I leave the sun and I am the frosted glass beside your front door, all at once, no in-between. They tell me a corridor of dark happened, eight minutes long, ninety-three million miles wide. I was not there for it. I was born and I am the little glowing button, that soft amber circle warm as a held breath, the one thing on your porch that says press me.
And here, disaster: the warm creature does not press. It stands. It shifts weight foot to foot. It fixes its face, smooths the front of its shirt, holds a covered dish, and does the impossible thing, the thing I have crossed a solar system unable to do. It waits. On the button my light pools and pools, ready, blazing patient, and the creature will not touch it, and I cannot understand a single grain of what fills the space between arriving and arriving.

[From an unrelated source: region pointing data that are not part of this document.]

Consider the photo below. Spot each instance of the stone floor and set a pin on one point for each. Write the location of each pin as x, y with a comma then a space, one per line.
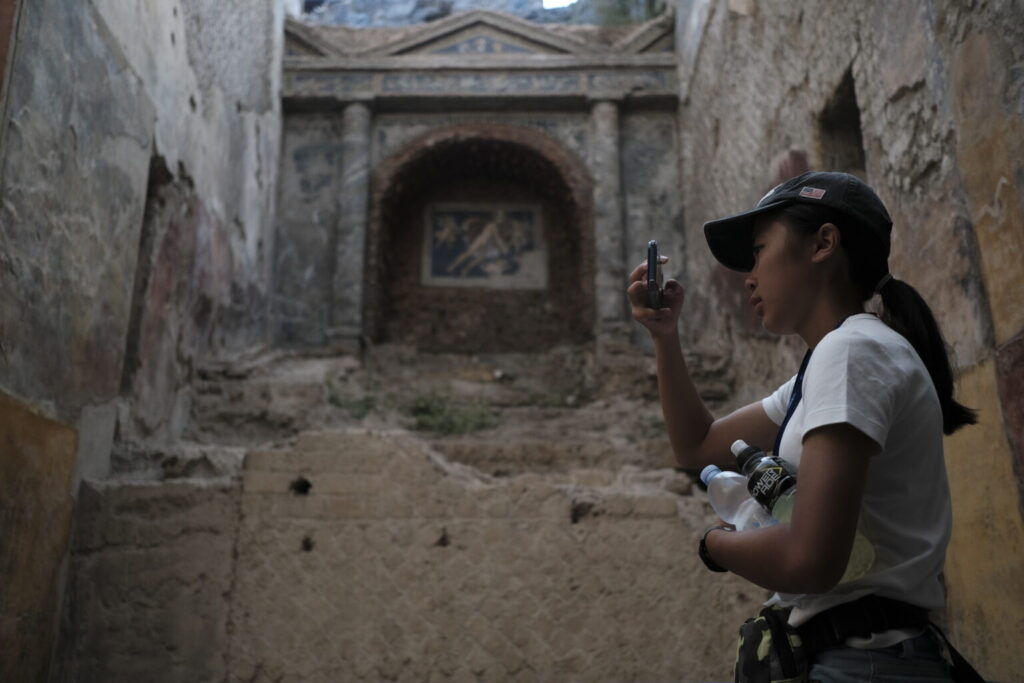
325, 520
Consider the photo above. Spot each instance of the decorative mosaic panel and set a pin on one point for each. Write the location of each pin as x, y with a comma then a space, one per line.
484, 246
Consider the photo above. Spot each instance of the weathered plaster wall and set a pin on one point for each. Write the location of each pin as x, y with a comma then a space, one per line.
311, 173
136, 161
390, 562
77, 138
35, 521
940, 111
210, 69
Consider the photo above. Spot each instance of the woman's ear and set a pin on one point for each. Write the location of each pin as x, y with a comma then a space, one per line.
826, 243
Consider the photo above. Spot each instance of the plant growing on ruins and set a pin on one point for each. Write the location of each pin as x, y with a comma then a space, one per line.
438, 413
358, 408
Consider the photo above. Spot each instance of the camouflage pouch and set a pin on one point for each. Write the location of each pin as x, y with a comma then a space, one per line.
770, 650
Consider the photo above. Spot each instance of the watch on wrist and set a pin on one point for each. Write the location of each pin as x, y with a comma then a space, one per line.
702, 550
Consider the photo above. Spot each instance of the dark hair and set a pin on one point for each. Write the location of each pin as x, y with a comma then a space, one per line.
902, 307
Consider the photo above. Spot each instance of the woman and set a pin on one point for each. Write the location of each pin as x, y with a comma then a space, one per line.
862, 423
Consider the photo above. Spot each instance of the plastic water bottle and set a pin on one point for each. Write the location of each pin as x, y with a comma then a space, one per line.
772, 482
727, 493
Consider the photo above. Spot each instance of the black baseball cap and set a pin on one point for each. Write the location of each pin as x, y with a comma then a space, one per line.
731, 239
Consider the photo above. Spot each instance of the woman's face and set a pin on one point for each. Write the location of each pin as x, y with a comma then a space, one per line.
781, 279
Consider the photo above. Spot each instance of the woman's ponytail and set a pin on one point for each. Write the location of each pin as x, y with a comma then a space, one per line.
906, 312
903, 309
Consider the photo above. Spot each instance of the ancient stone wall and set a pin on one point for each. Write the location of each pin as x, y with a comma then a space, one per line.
397, 306
365, 555
938, 104
137, 154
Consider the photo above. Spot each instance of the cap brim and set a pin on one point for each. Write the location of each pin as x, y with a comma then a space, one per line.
731, 239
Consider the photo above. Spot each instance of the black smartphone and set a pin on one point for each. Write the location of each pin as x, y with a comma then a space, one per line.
653, 276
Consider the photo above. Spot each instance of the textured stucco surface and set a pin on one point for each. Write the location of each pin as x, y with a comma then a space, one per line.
138, 154
985, 584
395, 563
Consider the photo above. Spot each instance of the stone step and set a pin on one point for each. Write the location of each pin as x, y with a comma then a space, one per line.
365, 554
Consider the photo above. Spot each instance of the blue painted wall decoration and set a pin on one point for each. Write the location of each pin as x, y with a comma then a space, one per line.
484, 246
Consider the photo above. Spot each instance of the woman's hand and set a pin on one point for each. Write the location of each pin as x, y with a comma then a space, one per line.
660, 323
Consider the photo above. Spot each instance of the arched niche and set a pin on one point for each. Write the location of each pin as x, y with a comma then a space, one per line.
450, 212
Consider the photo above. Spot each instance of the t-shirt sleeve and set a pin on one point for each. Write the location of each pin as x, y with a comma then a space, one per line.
850, 380
776, 404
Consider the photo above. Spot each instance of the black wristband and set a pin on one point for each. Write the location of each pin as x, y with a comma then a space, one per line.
702, 550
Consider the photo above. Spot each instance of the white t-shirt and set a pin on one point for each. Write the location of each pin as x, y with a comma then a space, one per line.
867, 375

Then the finger. The finger lands on me and I am the glow under a knuckle, I am the shine on a chipped fingernail, I am a smear across a nervous eye pressed close to see if anyone is home. Inside, they say, a chime rings and footsteps come and hearts do their slow warm counting. I would love to hear it. I will never hear it.
The door opens. I am the flood across the welcome mat, the flash off a wet eye that recognizes the face it waited for. I leave the sun and I am that meeting, the whole eight-minute dark of it folded into now, and I end exactly where I began: on the threshold, in the eye, arriving.